Un nouvel ennemi pour la Fed ?

L’événement de la semaine écoulée tenait en une phrase :

"Nous sommes attentifs aux implications des changements de la valeur du dollar pour l’inflation et pour les attentes d’inflation, et nous continuerons à formuler notre politique pour contrer ces risques".

L’événement n’est pas tant la phrase en elle-même, d’ailleurs, que celui qui l’a prononcée — c’est-à-dire Ben Bernanke, président de la Fed. Après des années de "douce négligence", voire de tentatives de destruction pure et simple, la Réserve fédérale s’inquiète du sort du billet vert. C’est historique, rappelons-le — parce que d’ordinaire, ce n’est pas le rôle de la Fed, mais bien celui du secrétaire au Trésor américain.

Quoi qu’il en soit, comme le rappelait Bill jeudi, "que pourrait faire la Fed pour protéger le dollar ? Facile... elle pourrait augmenter les taux d’intérêt. Mais si la Fed voulait protéger le dollar, pourquoi a-t-elle attendu aussi longtemps ? Le dollar a perdu près de la moitié de sa valeur depuis 2000, pourquoi n’a-t-elle pas essayé de le protéger plus tôt ?"

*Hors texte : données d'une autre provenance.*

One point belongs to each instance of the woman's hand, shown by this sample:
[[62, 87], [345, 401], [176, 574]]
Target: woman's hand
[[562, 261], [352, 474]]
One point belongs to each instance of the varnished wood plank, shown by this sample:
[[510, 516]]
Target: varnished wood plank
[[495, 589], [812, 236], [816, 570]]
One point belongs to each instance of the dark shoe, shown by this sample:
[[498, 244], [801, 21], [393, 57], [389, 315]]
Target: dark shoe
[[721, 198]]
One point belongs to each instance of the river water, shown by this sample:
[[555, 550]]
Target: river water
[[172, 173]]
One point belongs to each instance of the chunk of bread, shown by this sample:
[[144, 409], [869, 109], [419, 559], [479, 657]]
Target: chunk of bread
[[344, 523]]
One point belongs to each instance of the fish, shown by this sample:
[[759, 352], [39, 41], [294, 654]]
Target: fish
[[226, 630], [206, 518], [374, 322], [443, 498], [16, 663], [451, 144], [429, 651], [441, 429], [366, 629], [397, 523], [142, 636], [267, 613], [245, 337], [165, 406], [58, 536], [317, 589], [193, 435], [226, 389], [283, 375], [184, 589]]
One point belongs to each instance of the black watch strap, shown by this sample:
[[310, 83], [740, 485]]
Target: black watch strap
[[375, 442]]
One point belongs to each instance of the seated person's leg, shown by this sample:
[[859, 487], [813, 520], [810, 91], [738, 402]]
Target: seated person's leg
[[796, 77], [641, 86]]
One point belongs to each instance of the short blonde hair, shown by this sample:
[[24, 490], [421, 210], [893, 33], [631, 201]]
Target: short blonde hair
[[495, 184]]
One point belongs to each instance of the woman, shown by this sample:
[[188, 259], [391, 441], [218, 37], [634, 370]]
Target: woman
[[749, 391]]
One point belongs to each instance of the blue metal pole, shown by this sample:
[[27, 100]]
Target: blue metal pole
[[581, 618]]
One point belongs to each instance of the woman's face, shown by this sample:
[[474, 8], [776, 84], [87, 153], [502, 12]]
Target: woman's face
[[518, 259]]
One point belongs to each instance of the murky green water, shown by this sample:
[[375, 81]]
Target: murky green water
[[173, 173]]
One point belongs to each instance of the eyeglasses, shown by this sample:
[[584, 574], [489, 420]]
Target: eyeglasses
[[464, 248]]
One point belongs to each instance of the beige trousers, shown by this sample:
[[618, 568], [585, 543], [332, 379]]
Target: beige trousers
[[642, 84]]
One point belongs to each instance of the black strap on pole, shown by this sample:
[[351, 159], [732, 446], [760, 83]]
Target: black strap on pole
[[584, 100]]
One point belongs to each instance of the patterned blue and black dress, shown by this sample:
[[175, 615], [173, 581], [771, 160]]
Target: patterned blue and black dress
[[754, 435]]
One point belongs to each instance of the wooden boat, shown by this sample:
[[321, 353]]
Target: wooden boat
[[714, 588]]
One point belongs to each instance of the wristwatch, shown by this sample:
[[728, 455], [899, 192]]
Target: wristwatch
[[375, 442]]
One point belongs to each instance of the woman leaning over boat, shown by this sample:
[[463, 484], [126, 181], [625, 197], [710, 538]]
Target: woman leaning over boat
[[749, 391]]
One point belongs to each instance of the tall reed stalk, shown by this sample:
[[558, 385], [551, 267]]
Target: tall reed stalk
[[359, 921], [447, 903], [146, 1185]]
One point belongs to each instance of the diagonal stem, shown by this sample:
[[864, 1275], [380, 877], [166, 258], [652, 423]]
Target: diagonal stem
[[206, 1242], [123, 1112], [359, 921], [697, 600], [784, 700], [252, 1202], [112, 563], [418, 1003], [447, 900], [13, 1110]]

Et Bill de faire un petit rappel des faits : "durant la période de quinze ans appelée ’Grande Modération’, les banques centrales ont pu augmenter leurs masses monétaires deux, trois, cinq fois plus rapidement que la croissance du PIB. Normalement, cela provoquerait de l’inflation. Ca n’a pas été le cas parce que les marchés mondialisés... ainsi que quelques autres tendances-clés... maintenaient les prix à la consommation au plancher. La monnaie inflationniste passa donc dans des bulles d’actifs... les dot.com, les maisons et l’industrie financière".

Mais aujourd’hui, la tendance s’est inversée : "alors même que la demande des matières premières de base ralentit dans le monde développé, la demande des marchés émergents les rend plus chères. Aïe aïe aïe... la mondialisation n’agit plus pour le bien... mais pour le mal ! A présent, les revenus et les prix de l’immobilier chutent aux Etats-Unis, par exemple — tandis que les Américains sont contraints de lutter contre les Asiatiques pour la nourriture, le carburant et les emplois".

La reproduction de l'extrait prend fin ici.